Restorative Justice dalam Kasus Kekerasan Seksual
Terbaru

Restorative Justice dalam Kasus Kekerasan Seksual

Restorative justice bukanlah alternatif sistem peradilan pidana, namun berguna untuk keperluan melengkapi peradilan pidana yang kurang komplit mengenai hak korban. Untuk itu restorative justice tidak menghapus hukum pidana yang ada.

Willa Wahyuni
Bacaan 3 Menit
Restorative Justice dalam Kasus Kekerasan Seksual
Hukumonline

Prinsip restorative justice adalah suatu prinsip penegakan hukum dalam penyelesaian perkara yang dapat dijadikan instrumen pemulihan dan sudah dilaksanakan oleh Mahkamah Agung dalam bentuk pemberlakukan kebijakan, namun pelaksanaannya dalam sistem peradilan pidana Indonesia belum optimal.

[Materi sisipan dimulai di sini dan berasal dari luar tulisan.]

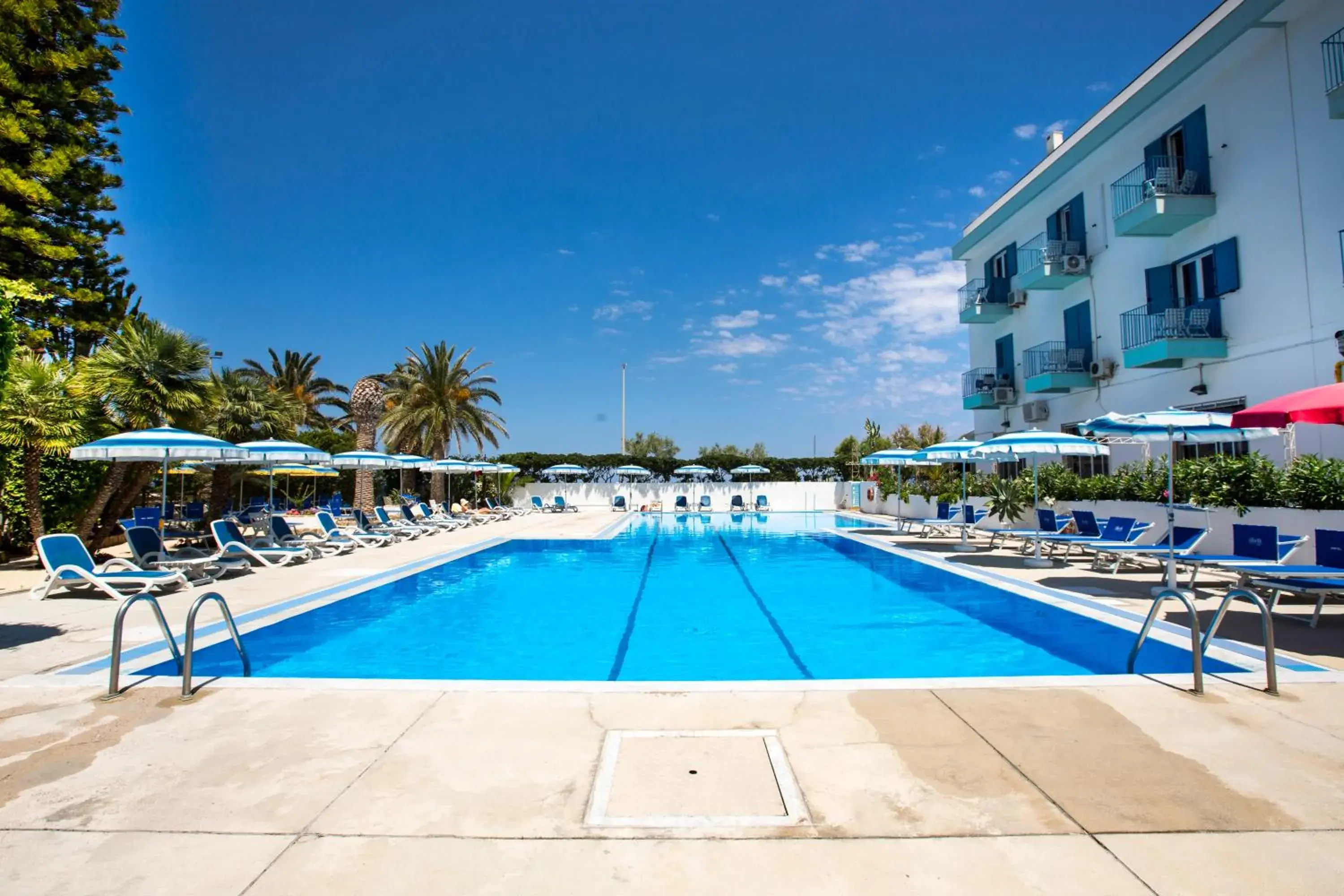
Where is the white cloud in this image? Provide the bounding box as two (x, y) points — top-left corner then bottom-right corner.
(813, 239), (882, 262)
(710, 308), (774, 329)
(698, 331), (789, 358)
(593, 301), (653, 321)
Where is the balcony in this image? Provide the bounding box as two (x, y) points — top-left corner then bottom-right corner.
(1013, 233), (1087, 289)
(1321, 28), (1344, 118)
(1120, 298), (1227, 367)
(1110, 156), (1215, 237)
(961, 367), (1017, 411)
(1021, 341), (1093, 392)
(957, 280), (1012, 324)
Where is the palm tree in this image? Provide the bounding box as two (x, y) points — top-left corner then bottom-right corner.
(75, 317), (208, 549)
(349, 375), (387, 513)
(0, 348), (89, 544)
(383, 343), (508, 501)
(195, 367), (308, 520)
(242, 348), (349, 429)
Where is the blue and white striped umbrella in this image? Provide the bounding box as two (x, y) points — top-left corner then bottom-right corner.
(913, 439), (980, 551)
(973, 430), (1110, 568)
(329, 451), (396, 470)
(70, 426), (249, 530)
(1078, 407), (1279, 594)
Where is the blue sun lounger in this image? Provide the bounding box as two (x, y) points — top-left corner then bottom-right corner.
(1176, 522), (1306, 588)
(28, 532), (188, 600)
(1093, 525), (1208, 572)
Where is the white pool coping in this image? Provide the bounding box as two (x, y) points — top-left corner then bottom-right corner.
(13, 510), (1344, 693)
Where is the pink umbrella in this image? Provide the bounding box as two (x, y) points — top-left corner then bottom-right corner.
(1232, 383), (1344, 429)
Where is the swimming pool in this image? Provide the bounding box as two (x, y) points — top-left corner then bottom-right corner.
(139, 513), (1236, 681)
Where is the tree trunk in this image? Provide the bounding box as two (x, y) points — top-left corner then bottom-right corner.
(206, 463), (233, 522)
(75, 461), (128, 544)
(23, 448), (47, 553)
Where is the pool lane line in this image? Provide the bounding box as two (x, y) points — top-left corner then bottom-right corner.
(714, 532), (814, 678)
(606, 529), (660, 681)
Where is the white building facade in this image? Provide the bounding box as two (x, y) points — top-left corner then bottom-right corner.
(953, 0), (1344, 473)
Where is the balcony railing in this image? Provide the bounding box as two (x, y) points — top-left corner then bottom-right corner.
(957, 278), (989, 312)
(961, 367), (1012, 398)
(1321, 28), (1344, 93)
(1120, 298), (1223, 351)
(1021, 341), (1091, 376)
(1110, 156), (1208, 218)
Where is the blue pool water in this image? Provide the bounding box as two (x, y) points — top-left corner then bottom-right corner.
(153, 513), (1232, 681)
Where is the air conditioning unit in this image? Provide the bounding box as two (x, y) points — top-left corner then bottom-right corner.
(1021, 402), (1050, 423)
(1087, 358), (1116, 380)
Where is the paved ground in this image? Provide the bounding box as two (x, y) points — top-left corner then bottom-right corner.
(0, 512), (1344, 896)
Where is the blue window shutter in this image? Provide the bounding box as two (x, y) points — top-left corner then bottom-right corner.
(1064, 194), (1087, 255)
(1214, 237), (1242, 296)
(1144, 265), (1176, 313)
(1064, 302), (1091, 349)
(995, 333), (1015, 380)
(1180, 106), (1214, 195)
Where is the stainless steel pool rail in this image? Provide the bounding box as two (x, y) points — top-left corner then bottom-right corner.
(103, 591), (183, 700)
(177, 591), (251, 700)
(1126, 588), (1204, 696)
(1200, 588), (1278, 697)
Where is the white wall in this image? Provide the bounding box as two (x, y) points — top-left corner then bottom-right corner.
(966, 0), (1344, 462)
(513, 482), (849, 510)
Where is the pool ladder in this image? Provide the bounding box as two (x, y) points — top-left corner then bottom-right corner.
(1126, 588), (1278, 697)
(103, 591), (251, 700)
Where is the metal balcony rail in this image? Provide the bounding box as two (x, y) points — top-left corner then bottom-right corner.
(957, 278), (989, 312)
(1321, 28), (1344, 93)
(961, 367), (1012, 398)
(1021, 341), (1091, 379)
(1120, 298), (1223, 351)
(1110, 156), (1207, 219)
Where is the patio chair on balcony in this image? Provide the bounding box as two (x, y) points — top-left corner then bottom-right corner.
(1185, 308), (1214, 339)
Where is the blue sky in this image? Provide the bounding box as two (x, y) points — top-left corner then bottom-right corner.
(116, 0), (1215, 455)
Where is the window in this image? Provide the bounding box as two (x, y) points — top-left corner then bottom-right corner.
(1059, 423), (1110, 479)
(1172, 395), (1250, 461)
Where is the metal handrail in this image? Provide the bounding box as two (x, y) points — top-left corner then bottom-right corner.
(1126, 588), (1204, 696)
(1199, 588), (1278, 697)
(179, 591), (251, 700)
(103, 591), (183, 700)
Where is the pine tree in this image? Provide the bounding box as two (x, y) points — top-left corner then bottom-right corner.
(0, 0), (134, 358)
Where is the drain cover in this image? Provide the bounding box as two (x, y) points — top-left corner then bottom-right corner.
(585, 729), (806, 827)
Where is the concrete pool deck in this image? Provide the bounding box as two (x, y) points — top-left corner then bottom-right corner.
(0, 510), (1344, 895)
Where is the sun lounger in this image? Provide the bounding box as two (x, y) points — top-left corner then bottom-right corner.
(1093, 525), (1208, 573)
(210, 520), (310, 567)
(126, 525), (251, 584)
(28, 532), (188, 600)
(317, 510), (394, 548)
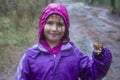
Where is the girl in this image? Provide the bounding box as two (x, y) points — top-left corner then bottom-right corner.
(15, 3), (112, 80)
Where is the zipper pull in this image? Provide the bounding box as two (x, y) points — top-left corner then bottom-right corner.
(53, 54), (56, 58)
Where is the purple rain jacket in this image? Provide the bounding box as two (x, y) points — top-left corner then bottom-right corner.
(15, 4), (112, 80)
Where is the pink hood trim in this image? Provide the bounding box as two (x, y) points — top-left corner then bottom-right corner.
(38, 3), (70, 42)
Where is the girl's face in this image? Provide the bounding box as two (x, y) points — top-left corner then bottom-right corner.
(44, 14), (65, 44)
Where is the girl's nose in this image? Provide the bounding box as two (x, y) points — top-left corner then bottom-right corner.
(51, 24), (57, 31)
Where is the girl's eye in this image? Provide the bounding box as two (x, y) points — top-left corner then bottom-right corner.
(57, 22), (64, 27)
(46, 21), (53, 25)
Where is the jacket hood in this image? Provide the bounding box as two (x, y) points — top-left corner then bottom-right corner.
(38, 3), (70, 42)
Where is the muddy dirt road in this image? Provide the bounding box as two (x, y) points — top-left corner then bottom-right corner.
(56, 0), (120, 80)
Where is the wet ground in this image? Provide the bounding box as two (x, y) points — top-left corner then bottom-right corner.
(0, 0), (120, 80)
(56, 0), (120, 80)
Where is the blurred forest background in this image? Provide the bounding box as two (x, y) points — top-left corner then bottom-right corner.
(0, 0), (120, 79)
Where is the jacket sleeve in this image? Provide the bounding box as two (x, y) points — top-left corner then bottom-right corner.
(79, 48), (112, 80)
(14, 54), (31, 80)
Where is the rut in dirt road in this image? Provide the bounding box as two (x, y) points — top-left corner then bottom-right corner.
(56, 0), (120, 80)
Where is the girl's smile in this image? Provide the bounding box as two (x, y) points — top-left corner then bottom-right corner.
(44, 14), (65, 46)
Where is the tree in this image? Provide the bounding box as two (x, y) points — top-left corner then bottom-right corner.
(111, 0), (116, 14)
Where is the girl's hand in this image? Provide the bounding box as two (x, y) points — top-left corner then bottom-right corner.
(93, 43), (104, 55)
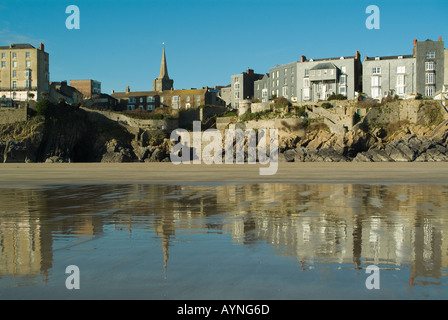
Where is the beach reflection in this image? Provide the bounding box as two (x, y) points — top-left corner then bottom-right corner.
(0, 184), (448, 296)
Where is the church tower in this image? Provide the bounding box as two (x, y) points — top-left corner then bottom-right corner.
(152, 46), (174, 91)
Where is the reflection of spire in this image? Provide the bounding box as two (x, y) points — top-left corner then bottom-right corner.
(162, 236), (170, 278)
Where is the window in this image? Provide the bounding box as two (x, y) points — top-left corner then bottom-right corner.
(303, 78), (310, 88)
(371, 76), (381, 87)
(303, 88), (310, 100)
(425, 61), (434, 71)
(397, 74), (405, 95)
(425, 72), (435, 84)
(371, 88), (381, 98)
(397, 74), (405, 86)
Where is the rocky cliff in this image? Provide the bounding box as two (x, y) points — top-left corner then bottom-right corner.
(0, 100), (448, 162)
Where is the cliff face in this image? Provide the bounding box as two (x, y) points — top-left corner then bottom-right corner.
(0, 105), (135, 162)
(280, 101), (448, 162)
(0, 101), (448, 162)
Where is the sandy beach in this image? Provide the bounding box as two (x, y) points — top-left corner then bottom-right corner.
(0, 162), (448, 188)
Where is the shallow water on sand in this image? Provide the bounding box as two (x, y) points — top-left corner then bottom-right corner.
(0, 183), (448, 299)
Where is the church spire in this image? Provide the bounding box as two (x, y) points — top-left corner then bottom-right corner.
(159, 43), (169, 79)
(152, 42), (174, 91)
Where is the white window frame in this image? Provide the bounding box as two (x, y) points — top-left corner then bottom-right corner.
(372, 67), (381, 74)
(397, 66), (406, 74)
(370, 76), (381, 87)
(425, 61), (434, 71)
(425, 72), (436, 84)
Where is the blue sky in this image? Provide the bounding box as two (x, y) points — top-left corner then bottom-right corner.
(0, 0), (448, 93)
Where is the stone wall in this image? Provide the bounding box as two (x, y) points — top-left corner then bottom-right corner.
(82, 108), (179, 131)
(0, 107), (28, 124)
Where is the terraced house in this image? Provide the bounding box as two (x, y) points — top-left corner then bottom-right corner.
(111, 48), (222, 111)
(0, 43), (50, 101)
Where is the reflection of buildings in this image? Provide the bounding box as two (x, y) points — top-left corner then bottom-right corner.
(0, 189), (106, 281)
(0, 184), (448, 285)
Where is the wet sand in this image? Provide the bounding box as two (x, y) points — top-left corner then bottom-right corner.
(0, 162), (448, 188)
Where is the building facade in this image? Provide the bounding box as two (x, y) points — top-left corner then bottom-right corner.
(112, 87), (220, 111)
(254, 73), (272, 103)
(413, 37), (445, 98)
(0, 43), (50, 101)
(362, 55), (417, 99)
(268, 61), (297, 102)
(230, 69), (263, 109)
(70, 79), (101, 99)
(296, 51), (362, 102)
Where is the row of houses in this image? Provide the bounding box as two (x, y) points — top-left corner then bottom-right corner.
(221, 37), (448, 109)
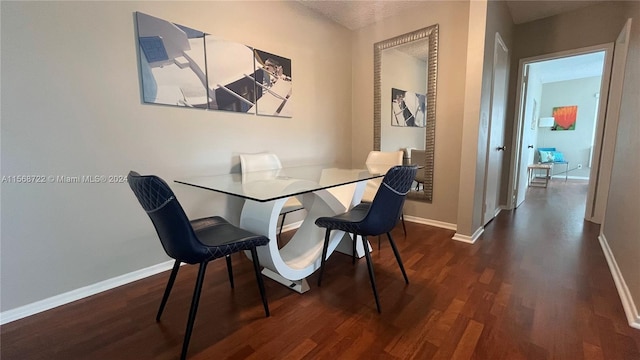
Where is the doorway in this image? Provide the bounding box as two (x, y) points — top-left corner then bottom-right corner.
(509, 44), (613, 224)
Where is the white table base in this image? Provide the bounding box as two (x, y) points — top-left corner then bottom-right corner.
(240, 176), (371, 293)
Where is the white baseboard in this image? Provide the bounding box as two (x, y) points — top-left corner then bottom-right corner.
(452, 226), (484, 244)
(598, 234), (640, 329)
(404, 215), (457, 231)
(0, 260), (175, 325)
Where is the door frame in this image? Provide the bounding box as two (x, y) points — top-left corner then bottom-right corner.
(507, 42), (614, 221)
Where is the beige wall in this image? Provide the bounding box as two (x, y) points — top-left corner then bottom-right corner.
(0, 1), (351, 311)
(352, 1), (469, 224)
(601, 2), (640, 328)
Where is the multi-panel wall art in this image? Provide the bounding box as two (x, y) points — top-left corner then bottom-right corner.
(391, 88), (426, 127)
(136, 12), (293, 117)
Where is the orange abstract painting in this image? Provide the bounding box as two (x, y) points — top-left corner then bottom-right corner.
(551, 105), (578, 130)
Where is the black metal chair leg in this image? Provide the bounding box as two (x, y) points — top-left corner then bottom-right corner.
(251, 247), (271, 317)
(351, 233), (358, 265)
(156, 260), (180, 321)
(226, 255), (233, 289)
(360, 235), (381, 313)
(318, 228), (331, 286)
(278, 213), (287, 241)
(387, 233), (409, 284)
(180, 262), (207, 359)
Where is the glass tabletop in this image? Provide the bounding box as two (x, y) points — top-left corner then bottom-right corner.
(174, 164), (393, 202)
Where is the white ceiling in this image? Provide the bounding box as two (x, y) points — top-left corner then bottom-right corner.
(297, 0), (612, 82)
(530, 51), (605, 84)
(298, 0), (602, 30)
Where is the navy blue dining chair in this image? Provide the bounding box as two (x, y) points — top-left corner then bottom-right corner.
(316, 165), (418, 312)
(127, 171), (269, 359)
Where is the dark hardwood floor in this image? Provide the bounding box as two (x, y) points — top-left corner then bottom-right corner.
(0, 180), (640, 360)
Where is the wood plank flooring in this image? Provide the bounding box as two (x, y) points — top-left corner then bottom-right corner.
(0, 180), (640, 360)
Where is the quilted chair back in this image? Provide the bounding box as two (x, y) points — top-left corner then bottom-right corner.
(127, 171), (210, 264)
(360, 165), (418, 235)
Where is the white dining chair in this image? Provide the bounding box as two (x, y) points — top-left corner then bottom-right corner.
(240, 152), (304, 239)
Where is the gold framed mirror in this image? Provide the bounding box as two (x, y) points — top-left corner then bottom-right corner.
(373, 24), (438, 202)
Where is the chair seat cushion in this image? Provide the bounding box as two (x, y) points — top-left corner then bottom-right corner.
(316, 203), (371, 235)
(190, 216), (269, 260)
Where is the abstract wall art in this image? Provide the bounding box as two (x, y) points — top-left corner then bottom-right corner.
(391, 88), (426, 127)
(136, 12), (293, 117)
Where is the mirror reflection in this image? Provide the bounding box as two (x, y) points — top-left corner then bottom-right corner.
(374, 24), (438, 202)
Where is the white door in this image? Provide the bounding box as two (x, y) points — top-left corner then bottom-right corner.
(483, 33), (509, 224)
(514, 64), (540, 208)
(584, 19), (631, 224)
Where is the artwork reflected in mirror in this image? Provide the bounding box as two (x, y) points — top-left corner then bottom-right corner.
(391, 88), (425, 127)
(373, 24), (438, 202)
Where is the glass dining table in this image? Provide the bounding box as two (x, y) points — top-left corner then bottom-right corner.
(174, 165), (393, 293)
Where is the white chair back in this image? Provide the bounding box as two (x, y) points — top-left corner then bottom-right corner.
(362, 150), (404, 202)
(240, 153), (282, 173)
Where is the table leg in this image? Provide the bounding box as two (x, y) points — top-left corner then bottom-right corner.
(240, 176), (364, 293)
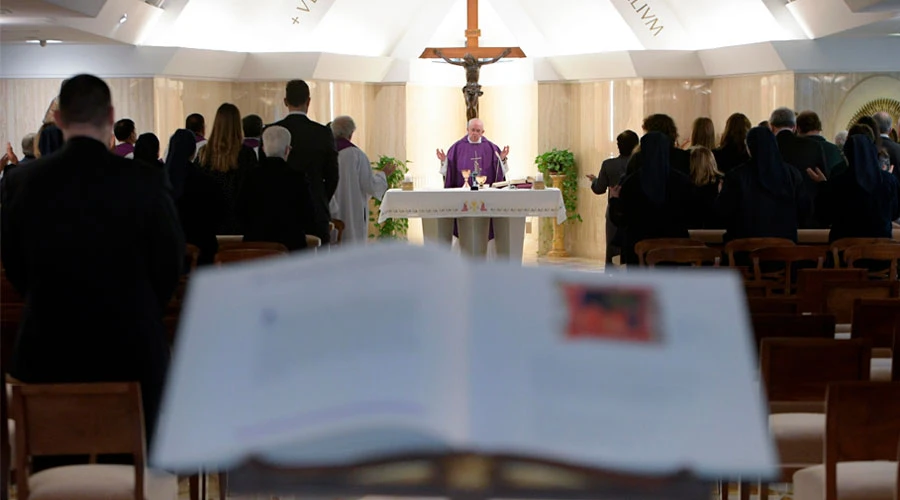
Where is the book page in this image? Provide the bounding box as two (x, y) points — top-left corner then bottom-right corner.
(469, 266), (777, 477)
(152, 244), (469, 470)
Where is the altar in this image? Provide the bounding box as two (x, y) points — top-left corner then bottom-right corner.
(378, 188), (566, 262)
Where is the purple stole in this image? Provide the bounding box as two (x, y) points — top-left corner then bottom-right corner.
(334, 138), (356, 153)
(113, 142), (134, 157)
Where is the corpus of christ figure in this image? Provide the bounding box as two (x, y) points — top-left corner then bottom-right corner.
(434, 48), (512, 120)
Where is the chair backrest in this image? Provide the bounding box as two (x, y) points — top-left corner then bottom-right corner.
(850, 299), (900, 349)
(797, 269), (866, 313)
(828, 238), (900, 269)
(219, 241), (288, 253)
(750, 314), (835, 354)
(634, 238), (706, 266)
(844, 243), (900, 281)
(759, 338), (872, 408)
(329, 219), (346, 245)
(10, 382), (146, 500)
(214, 248), (287, 265)
(750, 246), (828, 295)
(820, 281), (900, 324)
(747, 297), (797, 314)
(825, 382), (900, 500)
(644, 246), (722, 267)
(725, 238), (796, 267)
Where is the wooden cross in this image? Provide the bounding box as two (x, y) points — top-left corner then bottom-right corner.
(419, 0), (525, 59)
(419, 0), (525, 120)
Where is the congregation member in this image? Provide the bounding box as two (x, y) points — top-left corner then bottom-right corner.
(797, 111), (847, 175)
(713, 113), (753, 174)
(241, 115), (263, 160)
(716, 127), (811, 242)
(134, 132), (162, 166)
(436, 118), (509, 188)
(113, 118), (137, 159)
(809, 133), (900, 241)
(331, 116), (397, 244)
(687, 146), (723, 229)
(872, 111), (900, 180)
(0, 75), (185, 473)
(587, 130), (640, 264)
(768, 108), (831, 229)
(236, 125), (312, 251)
(625, 113), (691, 176)
(609, 132), (691, 266)
(184, 113), (207, 158)
(197, 102), (257, 234)
(263, 80), (340, 244)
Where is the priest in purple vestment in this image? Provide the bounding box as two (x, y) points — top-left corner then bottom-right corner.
(437, 118), (509, 188)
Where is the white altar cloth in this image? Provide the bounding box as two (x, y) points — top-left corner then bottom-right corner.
(378, 188), (566, 262)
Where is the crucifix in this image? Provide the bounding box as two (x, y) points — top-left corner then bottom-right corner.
(419, 0), (525, 120)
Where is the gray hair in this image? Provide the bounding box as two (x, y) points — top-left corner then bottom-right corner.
(834, 130), (847, 148)
(872, 111), (894, 134)
(769, 108), (797, 129)
(22, 134), (37, 156)
(331, 115), (356, 141)
(262, 125), (291, 160)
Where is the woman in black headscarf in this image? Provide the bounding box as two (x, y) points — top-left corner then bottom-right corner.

Fokus keadilan restorative justice adalah pada pemidanaan yang diubah menjadi proses dialog dan mediasi yang melibatkan pelaku, korban, keluarga pelaku/korban, dan pihak lain yang terkait.

Tujuannya adalah untuk bersama-sama menciptakan kesepakatan atau penyelesaian perkara pidana yang adil dan seimbang bagi korban maupun pelaku dengan mengedepankan pemulihan kembali pada keadaan semula dan mengembalikan pola hubungan baik dalam masyarakat.

Baca Juga:

“Keuntungan pelaksanaan restorative justice memberikan pilihan pada korban tentang bagaimana pelanggaran mereka ditangani dan diantisipasi untuk menentukan hukuman, sehingga memulihkan rasa harga diri, keamanan, martabat, dan rasa kendali,” jelas Natalia Widiasih selaku Akademisi sekaligus spesialis Kesehatan Jiwa Konsultan Psikiatri Forensik pada diskusi yang dilakukan secara daring pada Senin (12/12).

Sebelum disahkannya UU No.12 Tahun 2022 tentang Tindak Pidana Kekerasan Seksual (TPKS), kasus kekerasan seksual seringkali hanya diselesaikan dengan proses mediasi antara korban dan pelaku. Hal ini tidak sesuai dengan ketentuan UU TPKS yang baru disahkan, di mana tindak pidana kekerasan seksual harus dilaksanakan di dalam pengadilan.

UU TPKS belum sepenuhnya dilaksanakan. Maka dari itu, Natalia menyebutkan ada empat periode dalam memastikan keamanan korban kekerasan seksual dalam restorative justice, yaitu:

1.  Periode Persiapan

Yaitu mengutamakan keselamatan pihak korban dan pelaku, sehingga tidak langsung dipertemukan tatap muka.

2.  Periode Intake dan Referral

Seluruh pihak mendapatkan informasi menyeluruh melalui konseling hukum gratis, kemudian pelaku bertanggung jawab mengakui perbuatannya dan setelahnya ada evaluasi ketat dan berulang untuk menentukan kesesuaian dilaksanakannya restorative justice.

3.  Periode Konferensi

Korban memetakan struktur konferensi dengan pertimbangan sesi pertemuan antara pelaku dengan korban kekerasan lain untuk membangun empati. Selain itu perlu alokasi waktu, menulis surat permintaan maaf apabila diminta oleh korban, dan fasilitator memberi umpan baik serta melakukan evaluasi secara formal dan proses dapat dihentikan kapan saja oleh fasilitator.

4.  Periode Akuntabilitas dan Reintegrasi

Perjanjian ganti rugi harus mencakup juga pada pengawasan pelaku. Pelaku harus menjalani kurikulum ketat yang melibatkan pendidikan, selain itu perlu restrukturisasi kognitif untuk meningkatkan kesadaran diri. 

“Yang perlu dilakukan dalam menjalankan restorative justice adalah harus ada penilaian peserta kesesuaian dan kelayakan dilaksanakannya restorative justice, harus ada penilaian resiko, persiapan menyeluruh, fleksibilitas, alokasi waktu yang cukup, mediator terlatih, perlindungan dan supervisi yang memastikan korban tidak menjadi korban kembali akibat proses restorative justice, serta pelaku melaksanakan program rehabilitasi kolektif untuk mencegah tindakan yang berulang,” jelas Natali.

Restorative justice bukanlah alternatif sistem peradilan pidana, restorative justice berguna untuk keperluan melengkapi peradilan pidana yang kurang komplit mengenai hak korban, untuk itu restorative justice tidak menghapus hukum pidana yang ada.

Pendekatan restorative justice dapat dilakukan hanya jika pelaku adalah seorang anak, karena anak sebagai pelaku merupakan korban dari lingkungannya yang membentuk perilakunya, selain itu anak belum mampu berpikir jernih apa yang boleh dilakukan dan tidak.